Une envolée des prix en 2022

En raison de la guerre en Ukraine, de la baisse des stocks de certaines céréales et d’une forte demande intérieure, des denrées de base comme le mil, le maïs ou le sorgho connaissent de très fortes hausses de prix en 2022. Alors que la moyenne 2015-2020 du prix du mil au Sénégal se situait autour des 250 Franc CFA, le prix national moyen au kilogramme en août 2022 dépassait les 400 FCFA.

Une denrée plébiscitée

Comme le montre une des enquêtes du Projet d’appui aux politiques agricoles (PAPA), il existe une forte demande de produits transformés à base de mil en milieu urbain : ces produits transformés représentent en moyenne 86 % des dépenses des ménages urbains, 91 % à Dakar et 82 % dans les autres villes[3].

La transformation semi-industrielle du mil est pratiquée par des PME telles que la « Vivrière », « les Moulins Sentenac », les « Mamelles Jaboot » et « Utrapal ». La transformation traditionnelle du mil, quant à elle, est souvent réalisée par des GIE (Groupe d’intérêt économique), essentiellement composés de femmes. Parmi les produits transformés on retrouve le couscous, le « sankhal » et le « araw » mais la transformation en farine reste la plus intéressante puisqu’elle permet des contrats avec des boulangeries[4]. Les ménages urbains allouent 1,4% de leurs dépenses sur le mil au mil grain brut et 42% aux produits de la transformation primaire.

Une filière accompagnée 

Depuis le milieu des années 1980, les politiques publiques ont accompagné le développement du mil et de la filière. Deux changements de politique ont notamment permis un dynamisme du secteur privé. D’une part, un changement structurel abandonnant le monopole des entreprises d’Etat laissant la place aux entreprises privées ; d’autre part, une politique de promotion de la consommation des produits locaux. Par exemple, le projet pour la promotion des céréales locales au Sahel a permis d’encourager le développement de technologies de transformation ; les produits à base de mil sont ainsi apparus au fil du temps en milieu urbain.

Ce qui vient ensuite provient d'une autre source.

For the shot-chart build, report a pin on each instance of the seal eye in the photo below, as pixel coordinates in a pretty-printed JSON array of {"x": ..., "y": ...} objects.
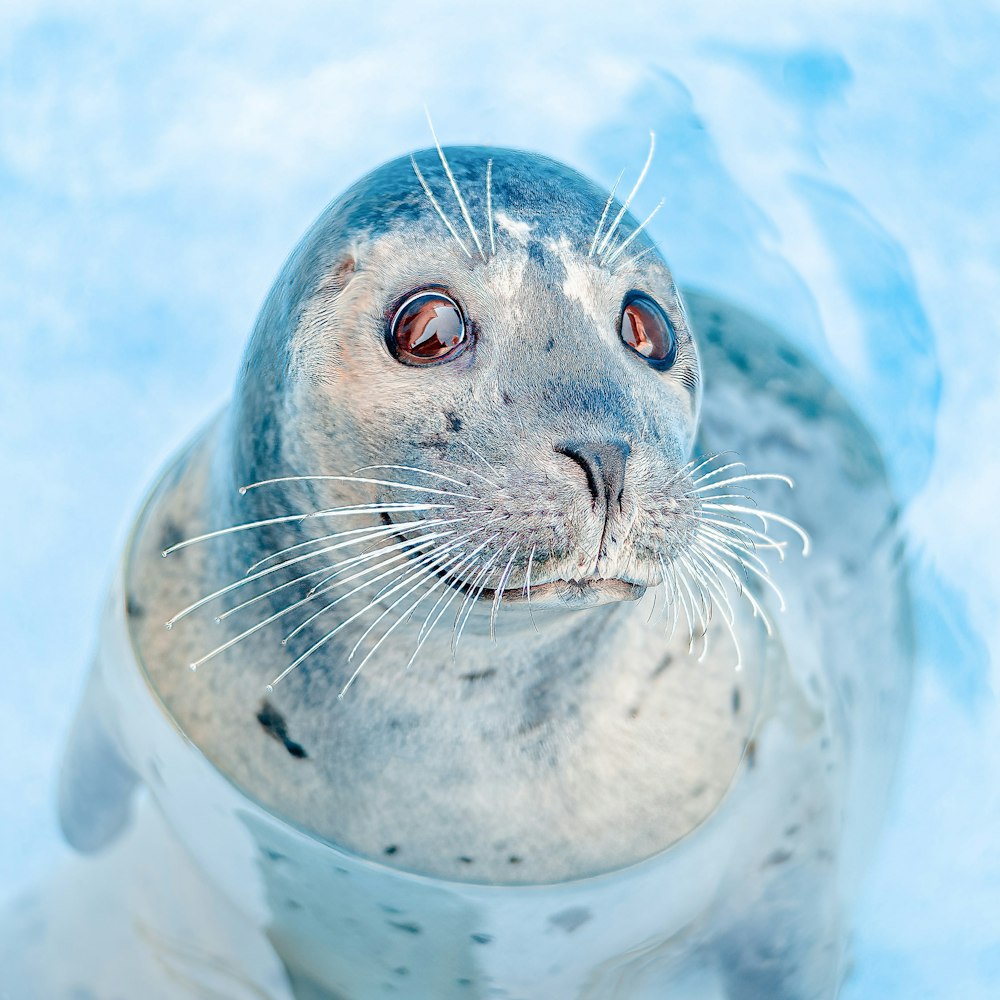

La crise alimentaire mondiale en 2008, a eu un impact important. En effet, les dépenses publiques agricoles ont augmenté au Sénégal . Elles ont connu une hausse de 67 % entre 2010 et 2015 alors que l’ensemble des dépenses publiques n’a augmenté que de 30% sur la même période. Les subventions aux intrants (semences et engrais) et sur l’achat de matériel agricole pour la culture de niébé, de maïs ou de mil ont elles aussi progressé. Sans qu’il soit possible de clairement établir un lien de causalité entre ces seules politiques et la productivité céréalière, il faut noter une tendance haussière de la productivité des filières céréalières.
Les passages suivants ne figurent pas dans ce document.